Almost all for loops are simple for loops and we rarely ever need to use the complexity available in the C loop.. and when we do need to have a more complex for loop simple use a WHILE loop.
However, that being said, I still have a hot spot for certain terseness (not perl terseness) when it is just as readable.. which is what will be put into the Qompute language. PEN or JOT is just as readable as WRITE or PRINT, and ELS is just as readable as ELSE. So why not utilize those terse but readable shortforms. COUT however is not readable because COUT can be pronounced and it is hard to tell what COUT really means just by looking at it. COUT is also more verbose than OUT, JOT, or PEN. True after one learns C it is obvious what COUT means - but they could have just chosen OUT instead. OUT would have conflicted with OUT macro that is used for paramaters maybe (i.e. COM programming) so still a better choice is JOT.
I guess I disagree with Linus
I guess I disagree with Linus here.
I can't see how the sign range is different from the size range or the type range. IOW: you are comparing different types, the warning is deserved.
And the useless comparison should be removed.
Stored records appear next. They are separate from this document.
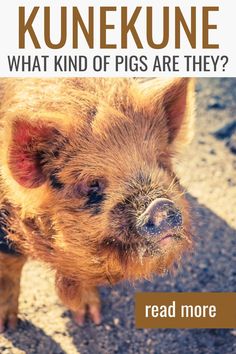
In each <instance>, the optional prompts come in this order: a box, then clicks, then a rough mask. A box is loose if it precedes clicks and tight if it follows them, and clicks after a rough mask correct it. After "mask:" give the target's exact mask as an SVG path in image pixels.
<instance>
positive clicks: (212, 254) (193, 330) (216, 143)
mask: <svg viewBox="0 0 236 354" xmlns="http://www.w3.org/2000/svg"><path fill="white" fill-rule="evenodd" d="M233 122H236V79H201V80H198V81H197V119H196V135H195V139H194V141H193V143H192V146H191V148H190V149H188V151H187V155H186V156H185V158H184V159H183V162H182V164H181V167H178V169H179V173H180V174H181V175H182V177H183V181H184V184H185V186H186V187H187V189H188V191H189V199H190V201H191V204H192V209H193V215H194V223H195V228H196V248H195V252H194V255H193V256H192V257H191V258H189V259H186V260H185V262H184V265H183V269H182V270H181V271H180V272H179V274H178V275H177V276H176V277H173V276H171V275H167V276H165V277H164V278H156V279H155V280H154V281H153V282H152V283H149V282H142V283H140V284H138V285H137V286H136V288H135V289H134V288H131V287H130V286H129V285H127V284H121V285H119V286H116V287H115V288H112V289H109V288H106V289H105V288H104V289H102V290H101V293H102V299H103V324H102V325H100V326H97V327H96V326H94V325H92V324H91V323H89V322H88V323H86V325H85V326H84V327H83V328H78V327H77V326H76V325H75V324H74V323H73V321H72V320H71V317H70V314H69V312H68V311H67V310H66V309H65V308H64V307H63V306H62V305H61V304H60V303H59V301H58V299H57V297H56V295H55V291H54V288H53V274H51V272H50V270H48V269H47V268H45V267H44V266H43V265H41V264H39V263H37V262H29V263H28V264H27V265H26V266H25V268H24V272H23V278H22V293H21V297H20V313H21V323H20V326H19V329H18V331H17V332H7V333H5V334H4V335H2V336H0V353H2V354H23V353H27V354H39V353H40V354H62V353H67V354H74V353H81V354H94V353H103V354H108V353H109V354H110V353H121V354H123V353H124V354H126V353H127V354H128V353H135V354H136V353H140V354H141V353H150V354H151V353H156V354H159V353H160V354H161V353H165V354H175V353H176V354H177V353H181V354H190V353H192V354H194V353H198V354H200V353H201V354H202V353H204V354H205V353H209V354H210V353H216V354H217V353H219V354H229V353H236V330H232V329H231V330H223V329H217V330H215V329H207V330H204V329H201V330H200V329H199V330H176V329H163V330H158V329H156V330H149V329H146V330H137V329H135V325H134V293H135V292H136V291H140V290H142V291H160V292H161V291H170V292H172V291H224V292H227V291H236V272H235V265H236V253H235V252H236V251H235V243H236V237H235V236H236V231H235V230H236V218H235V211H236V154H235V153H236V150H234V147H235V149H236V146H235V145H236V129H235V128H234V126H235V125H236V123H233ZM222 128H224V131H223V133H222Z"/></svg>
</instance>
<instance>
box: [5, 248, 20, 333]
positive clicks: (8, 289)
mask: <svg viewBox="0 0 236 354" xmlns="http://www.w3.org/2000/svg"><path fill="white" fill-rule="evenodd" d="M25 261H26V258H25V257H24V256H21V255H17V256H15V255H9V254H5V253H1V252H0V332H3V331H4V330H5V329H6V328H9V329H14V328H15V327H16V325H17V313H18V298H19V293H20V277H21V271H22V267H23V265H24V263H25Z"/></svg>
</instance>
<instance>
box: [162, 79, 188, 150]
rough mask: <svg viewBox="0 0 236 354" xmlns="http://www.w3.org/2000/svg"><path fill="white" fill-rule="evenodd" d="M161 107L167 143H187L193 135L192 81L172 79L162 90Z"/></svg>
mask: <svg viewBox="0 0 236 354" xmlns="http://www.w3.org/2000/svg"><path fill="white" fill-rule="evenodd" d="M163 107H164V111H165V115H166V120H167V127H168V140H169V143H177V142H179V143H182V144H184V143H188V142H190V141H191V138H192V135H193V120H194V110H195V103H194V82H193V80H191V79H187V78H179V79H174V80H173V82H171V83H170V85H169V86H167V87H166V89H165V90H164V92H163Z"/></svg>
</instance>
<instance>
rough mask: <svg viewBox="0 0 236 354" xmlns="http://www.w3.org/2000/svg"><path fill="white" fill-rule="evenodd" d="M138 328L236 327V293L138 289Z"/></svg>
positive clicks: (136, 319)
mask: <svg viewBox="0 0 236 354" xmlns="http://www.w3.org/2000/svg"><path fill="white" fill-rule="evenodd" d="M135 300H136V301H135V317H136V327H138V328H235V327H236V293H137V294H136V299H135Z"/></svg>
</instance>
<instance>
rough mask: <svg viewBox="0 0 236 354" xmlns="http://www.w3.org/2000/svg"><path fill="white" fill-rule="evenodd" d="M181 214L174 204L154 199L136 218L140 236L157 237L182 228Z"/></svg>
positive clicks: (156, 199)
mask: <svg viewBox="0 0 236 354" xmlns="http://www.w3.org/2000/svg"><path fill="white" fill-rule="evenodd" d="M182 222H183V220H182V214H181V211H180V210H179V209H178V208H177V207H176V205H175V204H174V202H172V201H171V200H169V199H166V198H158V199H155V200H154V201H153V202H152V203H151V204H150V205H149V206H148V207H147V209H146V210H145V212H144V213H143V214H142V215H141V216H140V217H139V218H138V221H137V231H138V233H139V234H140V236H144V237H145V236H146V237H151V236H153V237H158V236H160V235H161V234H163V233H168V232H171V231H173V229H175V228H177V227H181V226H182Z"/></svg>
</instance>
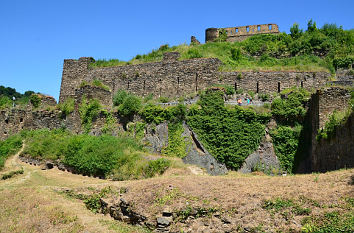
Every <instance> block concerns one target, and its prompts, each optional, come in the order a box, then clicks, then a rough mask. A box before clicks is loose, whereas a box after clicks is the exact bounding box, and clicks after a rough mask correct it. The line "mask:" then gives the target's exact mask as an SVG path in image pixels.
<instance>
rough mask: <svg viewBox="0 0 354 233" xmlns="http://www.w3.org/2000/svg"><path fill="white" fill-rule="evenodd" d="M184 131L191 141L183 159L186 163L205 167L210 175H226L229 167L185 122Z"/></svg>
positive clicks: (183, 132)
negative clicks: (218, 159)
mask: <svg viewBox="0 0 354 233" xmlns="http://www.w3.org/2000/svg"><path fill="white" fill-rule="evenodd" d="M183 128H184V132H183V134H182V135H185V136H188V137H187V138H189V140H190V142H191V143H189V146H187V148H186V150H187V156H186V157H184V158H183V159H182V160H183V162H185V163H189V164H194V165H197V166H199V167H202V168H204V169H205V170H206V171H207V172H208V174H210V175H224V174H226V173H227V168H226V166H225V165H224V164H222V163H219V162H218V161H217V160H216V159H215V158H214V157H213V156H212V155H211V154H210V153H209V152H208V151H207V150H206V149H205V147H204V146H203V144H202V143H201V142H200V141H199V139H198V136H197V135H196V134H195V133H194V132H193V131H192V130H191V129H190V128H189V127H188V126H187V125H186V124H183Z"/></svg>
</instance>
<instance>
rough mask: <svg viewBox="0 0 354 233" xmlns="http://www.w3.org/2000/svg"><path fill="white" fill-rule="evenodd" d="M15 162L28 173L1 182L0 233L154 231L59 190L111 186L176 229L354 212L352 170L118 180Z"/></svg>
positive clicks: (137, 231) (219, 226)
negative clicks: (329, 213)
mask: <svg viewBox="0 0 354 233" xmlns="http://www.w3.org/2000/svg"><path fill="white" fill-rule="evenodd" d="M14 161H15V164H14V166H17V165H19V164H20V165H21V166H23V167H24V171H25V172H24V174H23V175H18V176H16V177H14V178H12V179H9V180H6V181H0V222H1V226H0V232H59V231H62V232H145V231H148V230H147V229H144V228H142V227H134V226H130V225H127V224H126V223H122V222H119V221H116V220H113V218H111V217H110V216H109V215H108V214H107V215H103V214H100V213H93V212H91V211H89V210H88V209H86V207H85V204H84V202H83V201H82V200H78V199H75V198H70V197H68V196H66V195H63V194H62V193H60V192H58V190H73V191H74V192H76V193H86V194H92V193H95V192H99V191H100V190H102V189H104V188H106V189H107V187H109V188H110V189H111V190H114V192H112V193H111V194H109V195H108V196H107V197H106V199H111V200H112V201H113V202H114V201H116V202H119V200H120V199H124V201H125V202H127V203H129V205H130V207H129V208H131V210H133V211H134V212H136V213H138V214H140V215H142V216H144V217H146V219H147V220H146V223H148V224H150V225H151V226H156V224H157V223H156V219H157V217H161V216H162V213H163V212H164V211H166V209H167V210H168V212H171V213H172V214H173V216H172V217H173V218H172V219H173V220H171V222H170V223H169V226H168V227H167V228H166V229H168V230H169V231H171V232H180V231H181V230H183V231H184V232H278V231H283V232H300V231H301V230H304V226H306V225H305V221H306V219H310V218H316V217H319V216H322V215H324V214H325V213H328V212H338V213H339V214H341V213H349V214H352V215H353V206H352V204H350V203H352V202H353V198H354V189H353V179H354V178H353V177H354V169H348V170H340V171H334V172H328V173H324V174H308V175H294V176H285V177H271V176H265V175H260V174H257V175H252V174H251V175H242V174H239V173H231V174H229V175H227V176H221V177H212V176H208V175H203V174H200V173H199V172H197V174H198V175H195V174H193V173H195V172H174V171H169V172H167V173H166V174H165V175H163V176H160V177H156V178H151V179H145V180H135V181H121V182H119V181H109V180H100V179H97V178H92V177H85V176H81V175H74V174H71V173H68V172H63V171H59V170H58V169H51V170H41V169H40V168H39V167H36V166H31V165H27V164H24V163H21V162H19V161H18V160H17V159H16V158H15V159H14ZM24 177H27V179H25V180H24ZM19 180H22V182H18V181H19ZM122 190H123V191H122ZM348 200H349V201H348ZM348 203H349V204H348ZM144 225H145V223H144ZM349 227H352V228H353V227H354V226H349Z"/></svg>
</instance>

Or else, why the variable is declared unsigned after all? Should all users of it write code as if somebody could change its declaration to signed at any time?
At minimum the warning can help detect somebody using the wrong variable...
I agree with you. At one ext
I agree with you. At one extreme, the compiler could just remove the unnecessary comparison since it's never going to resolve to "true". But it tends to make people paranoid when compilers do things like that, so GCC's compromise was to just throw a warning. This lets the user know about code he might personally want to optimize out, but that the compiler isn't going to touch.
W/ regard to the macro issue raised above- if you know that it might generate a warning, encase the body of the macro in a _pragma that disables that particular warning.
Pascal
Really what is the matter with Standard Pascal talk? Pascal is an obsolete language...
Gee, assuming a language can
Gee, assuming a language can or should die, you are totally correct. But hey, at least people are still happy with Pascal and making things just as good as you without inline assembler. (Or did you forget that pascal has always compiled to cleaner assembler?) And Pascal is easier to learn, oh and it is easier to read, and it is still applicable to current markets. You confuse Standard Pascal, the old Pascal, with the current Pascal (Modern Pascal) which is very competitive.
You say Pascal is obsolete, but you haven't done a damned thing to prove it. People like those who design Samurize work to prove otherwise.
Safety
I suppose I am kicking a dead horse here, but the unsigned warning is actually a very, very bad warning. Say I see that warning and "fix" the offending code. Now say that I later change the type of the variable to signed or that I raise the minimum to a higher number. I am now officially screwed over.